In summary, I like Tuscany and I'll go on to try and use other bindings with OSGi applications. The fact that it wasn't easy to pull together the right OSGi platform says more about where we are with OSGi today than about Tuscany. For wide scale enterprise OSGi adoption to happen we need a bundle repository. Tuscany have implemented a workaround (which I don't like), ServiceMix have implemented a work around which is much better - but the right answer is a bundle repository and as soon as possible, yesterday even.

Tuesday 30 November 2010

Oracle meet IBM at the LJCOpenConference

The LJC Open Conference last Saturday was the best! We had 75 people and a packed agenda with talks ranging from the "Java Roadmap" through to "The Diabolical Developer". Martijn Verburg, captured below, was the diabolical developer:

And he was, in fact, awesome...and very diabolical.

Steve Elliot from Oracle and Steve Poole IBM answered questions on their future together in Java:



It's still early days and the LJC organisers clearly thought it was prudent to separate the Steves with Martijn and Ben - although I'm not sure if they were worried about them getting too friendly or the reverse.

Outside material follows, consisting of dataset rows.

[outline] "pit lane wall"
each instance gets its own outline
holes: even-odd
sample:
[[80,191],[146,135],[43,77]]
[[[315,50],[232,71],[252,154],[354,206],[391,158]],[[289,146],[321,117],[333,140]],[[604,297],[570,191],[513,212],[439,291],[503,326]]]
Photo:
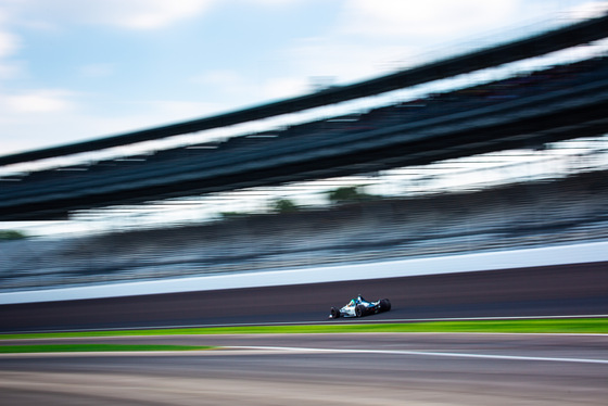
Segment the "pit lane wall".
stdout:
[[0,293],[0,304],[134,296],[608,262],[608,241],[306,269],[238,272]]

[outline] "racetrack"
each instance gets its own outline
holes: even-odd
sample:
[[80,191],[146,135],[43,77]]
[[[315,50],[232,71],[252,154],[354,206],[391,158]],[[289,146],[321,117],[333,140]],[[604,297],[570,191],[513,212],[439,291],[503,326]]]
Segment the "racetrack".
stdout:
[[315,284],[0,305],[0,331],[327,321],[360,293],[391,312],[364,320],[608,314],[608,263]]
[[[0,306],[2,331],[608,314],[608,263]],[[181,353],[0,356],[11,405],[605,405],[608,335],[253,334],[36,340],[214,345]],[[15,341],[3,340],[2,345]]]
[[225,348],[4,355],[3,402],[548,406],[605,405],[608,398],[608,335],[359,333],[77,341]]

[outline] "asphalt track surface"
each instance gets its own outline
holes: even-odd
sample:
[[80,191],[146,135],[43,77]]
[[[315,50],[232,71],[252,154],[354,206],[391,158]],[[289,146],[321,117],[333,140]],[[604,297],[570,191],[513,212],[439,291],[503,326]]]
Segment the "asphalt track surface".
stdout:
[[331,306],[388,297],[394,319],[608,314],[608,263],[0,305],[0,332],[328,321]]
[[[608,314],[608,263],[0,306],[1,331]],[[65,343],[36,341],[37,343]],[[214,345],[0,357],[7,405],[606,405],[608,335],[288,334],[69,339]],[[14,344],[2,341],[0,345]],[[20,342],[23,343],[23,342]]]
[[223,348],[4,355],[2,404],[485,406],[606,405],[608,399],[608,335],[358,333],[77,341]]

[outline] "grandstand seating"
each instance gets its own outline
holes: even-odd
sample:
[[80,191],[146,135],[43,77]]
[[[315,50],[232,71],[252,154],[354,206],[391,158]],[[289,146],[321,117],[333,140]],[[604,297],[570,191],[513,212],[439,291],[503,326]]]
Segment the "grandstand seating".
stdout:
[[608,173],[208,225],[0,243],[0,291],[608,238]]

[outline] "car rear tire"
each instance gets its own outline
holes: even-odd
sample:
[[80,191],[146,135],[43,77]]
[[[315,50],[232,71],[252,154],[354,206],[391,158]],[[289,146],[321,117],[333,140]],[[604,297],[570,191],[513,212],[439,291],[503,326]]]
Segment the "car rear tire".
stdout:
[[380,312],[389,312],[391,309],[391,301],[382,299],[380,301]]

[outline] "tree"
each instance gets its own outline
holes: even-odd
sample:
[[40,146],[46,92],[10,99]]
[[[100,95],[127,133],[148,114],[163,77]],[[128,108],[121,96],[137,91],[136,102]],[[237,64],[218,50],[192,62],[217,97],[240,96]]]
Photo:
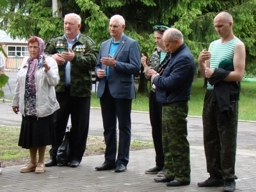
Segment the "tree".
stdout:
[[[75,12],[84,24],[81,31],[93,38],[99,47],[109,38],[109,19],[120,14],[125,19],[125,33],[138,41],[141,52],[150,56],[156,46],[152,26],[163,24],[175,27],[184,34],[184,41],[194,54],[195,61],[203,49],[208,49],[218,38],[212,21],[223,11],[234,19],[234,31],[246,45],[246,76],[256,74],[255,12],[256,0],[59,0],[60,18],[52,17],[52,1],[13,0],[8,11],[3,15],[2,27],[12,37],[28,38],[38,35],[45,40],[63,33],[63,18]],[[4,24],[4,25],[3,24]],[[139,87],[147,90],[142,81]]]

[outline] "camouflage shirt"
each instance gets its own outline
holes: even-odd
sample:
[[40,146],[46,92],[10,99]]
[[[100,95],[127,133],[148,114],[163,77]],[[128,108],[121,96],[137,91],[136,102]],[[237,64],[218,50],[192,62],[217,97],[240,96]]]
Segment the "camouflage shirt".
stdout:
[[[167,60],[170,58],[170,52],[166,53],[166,56],[163,61],[160,63],[160,54],[161,54],[161,49],[159,47],[156,47],[150,59],[149,60],[149,67],[151,67],[156,72],[159,72],[161,68],[166,63]],[[150,77],[148,77],[146,76],[146,73],[145,73],[145,76],[147,79],[150,79]]]
[[[68,44],[63,35],[54,37],[45,44],[44,52],[49,56],[58,52],[68,51]],[[70,62],[70,96],[90,97],[92,95],[92,70],[96,65],[99,51],[94,42],[80,33],[72,46],[75,53]],[[60,83],[55,86],[56,92],[65,92],[65,68],[58,65]]]
[[[160,63],[160,54],[161,54],[161,49],[157,47],[156,47],[150,59],[149,60],[149,67],[151,67],[152,68],[153,68],[154,70],[156,72],[159,72],[161,69],[161,68],[166,63],[167,60],[170,58],[170,52],[166,52],[166,56],[165,56],[164,59],[163,60],[163,61]],[[151,79],[151,76],[148,77],[146,75],[146,73],[145,73],[145,76],[146,77],[147,79]],[[152,86],[151,88],[151,90],[156,92],[156,86]]]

Nice touch to have coordinated the names though - if you want become a contribute to the OpenJDK being called 'Steve' looks like a good first step.


Wednesday 10 November 2010

Igor - have you watered the brains today, Igor?

In his keynote at ApacheCon 2010, Dana Blankenhorn noticed 'middle aged men dressed like college students' and then went on to liken us to the Knights of the Round Table.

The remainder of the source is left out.